Когда Игнат доплыл до Семена, от струга их отнесло уже метров на двадцать. Парень успел нахлебаться воды и в панике бестолково махал руками. Игнат обхватил его за пояс, отсалютовал товарищам рукой. Васька раскрутил конец каната и бросил, но ветер сдул его, как перышко, уронив в реку за десяток метров от тонущих. Недоля попробовал доплыть до спасительного каната, но ветер и течение водоворота несли струг намного быстрее людей. Лис принялся спешно выбирать канат. Но и со второго раза добросить веревку тонущим не удалось, судно опередило их уже метров на сорок. Недоля с Семеном вслед за стругом заворачивали в бурлящую воронку. Мелькнуло и исчезло светлое пятно – шлюпка: обогнав струг, она сделала круг и по широкой дуге юркнула в жерло водоворота.
– Игнат!!! Игнат!!! – кричал Васька, пытаясь перекрыть ветер.
– На весла, гребем по ветру! – заорал Рожин, вмиг приняв решение.
– В пасть к сатане, что ли?! – взвился Лис.
– Исполнять! – заорав Мурзинцев, быстро разгадав задумку толмача.
Если струг наберет скорость, он проскочит жерло и на втором круге нагонит тонущих, – так думал Рожин.

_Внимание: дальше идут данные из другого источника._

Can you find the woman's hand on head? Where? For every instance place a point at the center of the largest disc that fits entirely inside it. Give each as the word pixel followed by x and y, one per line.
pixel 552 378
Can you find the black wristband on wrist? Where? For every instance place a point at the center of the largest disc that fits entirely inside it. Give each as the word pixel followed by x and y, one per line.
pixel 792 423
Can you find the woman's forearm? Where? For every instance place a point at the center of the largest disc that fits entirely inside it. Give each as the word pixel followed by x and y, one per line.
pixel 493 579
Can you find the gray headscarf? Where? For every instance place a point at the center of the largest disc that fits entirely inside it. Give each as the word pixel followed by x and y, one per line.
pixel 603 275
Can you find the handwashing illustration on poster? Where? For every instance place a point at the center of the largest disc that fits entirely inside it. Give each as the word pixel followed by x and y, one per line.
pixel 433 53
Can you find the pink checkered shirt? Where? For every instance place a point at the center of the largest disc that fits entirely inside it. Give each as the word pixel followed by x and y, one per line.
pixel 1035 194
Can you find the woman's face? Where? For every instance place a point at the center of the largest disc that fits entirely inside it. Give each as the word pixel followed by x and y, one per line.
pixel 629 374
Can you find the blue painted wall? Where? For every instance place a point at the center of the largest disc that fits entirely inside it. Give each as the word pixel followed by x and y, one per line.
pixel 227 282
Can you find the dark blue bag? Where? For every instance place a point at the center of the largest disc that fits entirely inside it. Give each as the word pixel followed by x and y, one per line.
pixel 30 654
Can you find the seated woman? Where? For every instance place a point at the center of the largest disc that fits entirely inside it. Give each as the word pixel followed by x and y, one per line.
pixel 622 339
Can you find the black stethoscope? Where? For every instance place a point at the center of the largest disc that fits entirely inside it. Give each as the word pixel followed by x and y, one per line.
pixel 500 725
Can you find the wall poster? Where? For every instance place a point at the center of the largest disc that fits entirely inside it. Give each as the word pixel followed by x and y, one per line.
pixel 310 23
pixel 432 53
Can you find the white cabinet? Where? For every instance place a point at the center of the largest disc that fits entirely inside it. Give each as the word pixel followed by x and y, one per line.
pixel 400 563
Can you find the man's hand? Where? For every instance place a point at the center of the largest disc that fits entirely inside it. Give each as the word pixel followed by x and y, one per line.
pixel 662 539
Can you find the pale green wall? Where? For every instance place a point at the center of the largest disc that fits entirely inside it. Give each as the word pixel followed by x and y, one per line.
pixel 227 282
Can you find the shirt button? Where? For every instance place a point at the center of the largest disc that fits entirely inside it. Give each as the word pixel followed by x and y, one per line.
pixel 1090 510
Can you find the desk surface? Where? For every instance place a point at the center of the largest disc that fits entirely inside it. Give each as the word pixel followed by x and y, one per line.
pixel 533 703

Стрелец и пресвитер пробрались к банкам и взялись за весла. Судно летело в эпицентр урагана, так, что ветер свистел в такелаже. Обогнув воронку водоворота, струг вылетел на второй круг. Но у Игната с Семеном возможности маневрировать или набрать скорость не было, вода тащила их по дуге прямо в бездну. Рожин понял, что товарищей уже не спасти, судно не успевало их нагнать, и все, что оставалось, пытаться спастись самим. Он переполз на нос, схватил якорь. Струг вынесло поблизости от правого берега, и там, дойдя до самой отдаленной от эпицентра точки, судно потеряло ход, снова став бортом к ветру. Рожин раскрутил железный трезубец и швырнул, моля, чтобы якорь за что-нибудь зацепился.